Segmentation and Recognition of Highway Assets using Image-based 3D Point Clouds and Semantic Texton Forests
Files
TR Number
Date
Journal Title
Journal ISSN
Volume Title
Publisher
Abstract
Efficient data collection of high-quantity and low-cost highway assets such as road signs, traffic signals, light poles, and guardrails is a critical element to the operation, maintenance, and preservation of transportation infrastructure systems. Despite the importance, current practice of highway asset data collection is time-consuming, subjective, and potentially unsafe. The high volume of the data that needs to be collected can also negatively impact the quality of the analysis. To address these limitations, this paper proposes a new algorithm for semantic segmentation and recognition of highway assets using video frames collected from a car-mounted camera. The proposed set of algorithms (1) takes the captured frames and using a pipeline of Structure from Motion and Multi View Stereo reconstructs a 3D point cloud model of the highway and surrounding assets; (2) using a Semantic Texton Forest classifier, each geo-registered 2D video frame at the pixel-level is segmented based on shape, texture, and color of the highway assets; and finally (3) based on the results of the 2D segmentation and a new voting scheme, each reconstructed 3D point in the cloud is also categorized for one type of asset and is color coded accordingly. The resulting augmented reality environment which integrates the color coded point clouds with the geo-registered video frames enables a user to conduct visual walk through and query different categories of assets. Experiments were performed on a challenging video dataset containing sequences filmed from a moving car on a 2.2-mile-long, two-lane highway research facility.

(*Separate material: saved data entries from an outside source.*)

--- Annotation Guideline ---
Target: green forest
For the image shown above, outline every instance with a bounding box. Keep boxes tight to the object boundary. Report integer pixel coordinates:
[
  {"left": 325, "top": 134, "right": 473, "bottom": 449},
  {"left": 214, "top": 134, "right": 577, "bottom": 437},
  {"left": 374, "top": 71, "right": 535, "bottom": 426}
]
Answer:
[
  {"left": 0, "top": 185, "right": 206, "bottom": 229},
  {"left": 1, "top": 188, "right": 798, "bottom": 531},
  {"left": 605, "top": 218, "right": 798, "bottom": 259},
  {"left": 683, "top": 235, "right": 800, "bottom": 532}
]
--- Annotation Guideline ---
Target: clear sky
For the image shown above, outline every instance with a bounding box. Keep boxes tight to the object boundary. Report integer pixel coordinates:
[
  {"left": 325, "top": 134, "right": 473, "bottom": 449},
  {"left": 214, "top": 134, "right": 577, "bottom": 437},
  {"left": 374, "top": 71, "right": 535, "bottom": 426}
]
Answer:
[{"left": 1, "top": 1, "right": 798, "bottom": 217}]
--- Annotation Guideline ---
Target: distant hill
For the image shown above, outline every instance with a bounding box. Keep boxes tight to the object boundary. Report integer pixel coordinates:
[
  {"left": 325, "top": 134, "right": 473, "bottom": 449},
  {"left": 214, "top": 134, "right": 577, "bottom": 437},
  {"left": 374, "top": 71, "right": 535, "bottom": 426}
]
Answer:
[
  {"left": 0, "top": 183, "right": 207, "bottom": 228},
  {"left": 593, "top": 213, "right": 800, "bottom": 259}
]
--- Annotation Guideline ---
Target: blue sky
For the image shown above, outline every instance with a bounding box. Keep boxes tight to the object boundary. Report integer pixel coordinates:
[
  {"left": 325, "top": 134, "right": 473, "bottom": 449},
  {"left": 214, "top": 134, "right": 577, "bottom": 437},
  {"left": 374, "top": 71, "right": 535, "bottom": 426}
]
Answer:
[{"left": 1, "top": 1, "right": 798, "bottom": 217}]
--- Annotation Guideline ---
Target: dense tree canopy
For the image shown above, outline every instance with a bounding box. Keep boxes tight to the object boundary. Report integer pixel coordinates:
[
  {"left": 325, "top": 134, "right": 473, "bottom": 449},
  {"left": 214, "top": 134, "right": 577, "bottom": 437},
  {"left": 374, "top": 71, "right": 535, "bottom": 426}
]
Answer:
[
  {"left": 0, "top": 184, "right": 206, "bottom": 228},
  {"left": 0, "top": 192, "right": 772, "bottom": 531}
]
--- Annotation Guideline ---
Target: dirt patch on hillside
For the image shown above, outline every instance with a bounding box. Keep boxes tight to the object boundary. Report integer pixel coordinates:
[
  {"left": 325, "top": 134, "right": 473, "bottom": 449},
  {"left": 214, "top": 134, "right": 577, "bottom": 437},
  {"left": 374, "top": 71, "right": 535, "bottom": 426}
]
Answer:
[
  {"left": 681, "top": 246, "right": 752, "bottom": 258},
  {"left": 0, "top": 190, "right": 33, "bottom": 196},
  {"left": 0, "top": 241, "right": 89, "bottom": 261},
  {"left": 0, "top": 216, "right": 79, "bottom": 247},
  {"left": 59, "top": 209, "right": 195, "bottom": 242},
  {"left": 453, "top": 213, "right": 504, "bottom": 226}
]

Experimental results with an average accuracy of 76.50% and 86.75% in segmentation and pixel-level recognition of 12 types of asset categories reflect the promise of the applicability of this approach for segmentation and recognition of highway assets from image-based 3D point clouds. It also enables future algorithmic developments for 3D localization of traffic signs and other assets that are detected using the state-of-the-art vision-based methods.